Like Warren Harding’s presidency or the KFC Double Down, the AMC Pacer was one of America’s great mistakes. Asymmetric doors; bulging plastic paneling; an interior doomed to bake in the fishbowl windows: The shag-huffing engineers apparently covered up each terrible design flaw with another, like a Ponzi scheme against good taste.
But the endearing miscues are exactly why Goodkind spent $2,000 and much of his free time buying and restoring his Pacer, which has an “Aztec copper” exterior, a “berry” interior and a death-defying 99,000 miles. “How could you not love it?” he asks. “It’s just so silly.”
Goodkind, 42, belongs to a nostalgia-gripped cult of collectors of ’70s-era “nerd cars.” They gobble up Pacers, Novas, Pintos, Gremlins — and the mack-mobile of every pimple-cratered lothario, the Dodge Dart Swinger Special. They are relics from dark, Foghat-addled days on the assembly lines of Detroit.
American Motors Corp. paid for its aesthetic crimes when Chrysler essentially ?euthanized it in the 1980s. But formerly bell-bottomed baby boomers, both male and ?female, have fueled the unlikely resale market. And because these cars are more than 30 years old, they’re officially antiques — much to the chagrin of stodgy old dudes waxing their Model Ts, pink Caddies and flame-painted hot rods.

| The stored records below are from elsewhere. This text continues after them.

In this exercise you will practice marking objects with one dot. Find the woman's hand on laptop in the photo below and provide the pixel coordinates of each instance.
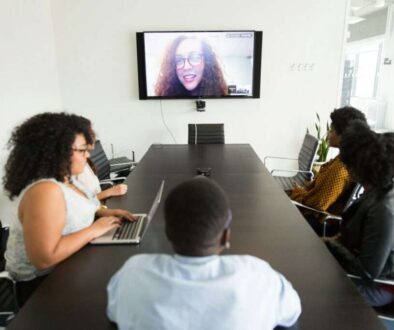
(123, 214)
(104, 224)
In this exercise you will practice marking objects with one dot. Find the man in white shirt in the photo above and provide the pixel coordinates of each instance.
(197, 288)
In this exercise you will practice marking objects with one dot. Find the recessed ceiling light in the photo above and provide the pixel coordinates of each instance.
(355, 19)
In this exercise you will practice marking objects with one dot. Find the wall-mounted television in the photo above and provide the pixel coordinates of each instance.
(199, 64)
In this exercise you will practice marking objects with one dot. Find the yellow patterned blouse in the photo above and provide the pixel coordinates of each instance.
(328, 191)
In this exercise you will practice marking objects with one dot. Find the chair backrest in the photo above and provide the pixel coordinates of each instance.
(100, 161)
(8, 297)
(307, 154)
(206, 133)
(354, 194)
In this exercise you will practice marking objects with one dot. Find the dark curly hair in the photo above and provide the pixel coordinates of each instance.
(368, 156)
(42, 148)
(340, 118)
(212, 83)
(196, 213)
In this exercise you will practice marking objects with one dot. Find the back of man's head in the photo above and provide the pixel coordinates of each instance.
(196, 214)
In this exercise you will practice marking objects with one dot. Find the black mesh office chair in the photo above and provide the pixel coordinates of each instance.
(354, 193)
(206, 134)
(305, 160)
(8, 298)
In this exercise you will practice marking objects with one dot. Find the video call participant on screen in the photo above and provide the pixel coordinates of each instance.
(190, 68)
(365, 245)
(332, 186)
(53, 215)
(196, 287)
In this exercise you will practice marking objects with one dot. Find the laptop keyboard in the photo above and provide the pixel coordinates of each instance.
(128, 229)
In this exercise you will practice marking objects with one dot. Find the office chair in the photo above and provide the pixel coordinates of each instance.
(206, 134)
(8, 298)
(305, 160)
(120, 167)
(354, 194)
(385, 312)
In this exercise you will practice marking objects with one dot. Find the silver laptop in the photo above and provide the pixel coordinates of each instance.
(131, 232)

Last year, Goodkind’s Pacer was named “Sweetest LeMon” by Hagerty Insurance, the ?go-to nerd-car coverage provider. Car and driver were transported to California’s Monterey Bay to lead a chugging parade of fellow Disco duds.
Goodkind remembers piling into the backseat of his dad’s Pacer as a kid. Now his daughter, Leah, loves riding in the cartoonish rig. (A Pacer was a villain in the Cars movies.) She’s nicknamed it, with un-ironic sweetness, “Amber.”

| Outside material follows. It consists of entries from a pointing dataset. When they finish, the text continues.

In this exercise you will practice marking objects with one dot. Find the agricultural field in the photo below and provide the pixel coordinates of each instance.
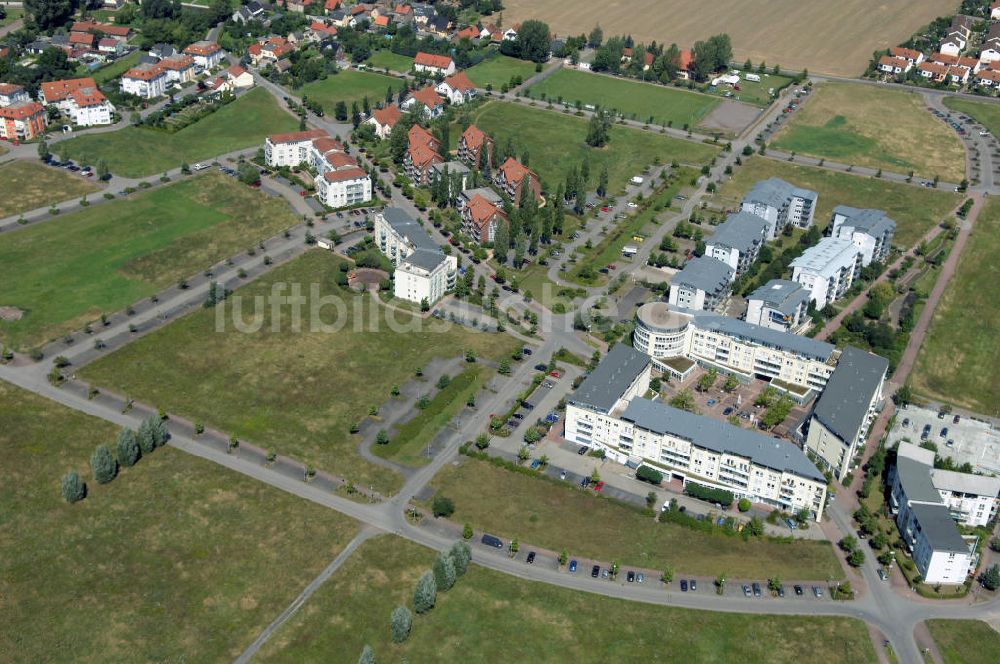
(645, 102)
(488, 612)
(177, 559)
(141, 151)
(105, 257)
(27, 185)
(296, 390)
(499, 70)
(556, 517)
(556, 142)
(821, 37)
(951, 364)
(915, 209)
(966, 641)
(875, 127)
(350, 86)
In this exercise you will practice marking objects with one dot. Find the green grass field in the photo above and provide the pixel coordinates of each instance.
(176, 560)
(499, 70)
(915, 209)
(874, 127)
(966, 641)
(557, 517)
(26, 185)
(951, 364)
(68, 271)
(556, 142)
(350, 86)
(296, 391)
(487, 613)
(386, 59)
(138, 152)
(638, 101)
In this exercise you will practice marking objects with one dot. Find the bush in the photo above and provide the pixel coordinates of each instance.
(73, 488)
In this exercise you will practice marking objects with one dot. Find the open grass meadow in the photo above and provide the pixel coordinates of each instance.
(139, 151)
(915, 209)
(297, 391)
(65, 272)
(556, 517)
(27, 185)
(499, 70)
(350, 86)
(175, 560)
(961, 341)
(636, 100)
(875, 127)
(487, 613)
(556, 142)
(966, 641)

Until last year I was still driving my own first car: a supremely unexciting 1998 Toyota Corolla, which rolled off the line when I was 16. It was beige, but I called it “champagne.” I fed it any random De La Soul or Nirvana tapes I might find in discount bins, tapes which played for a few minutes before being destroyed. I kept Ohio plates in the front and Florida plates in the back, as souvenirs of relocation. Giant dents and shattered mirrors were remnants of my video game-trained early days of driving.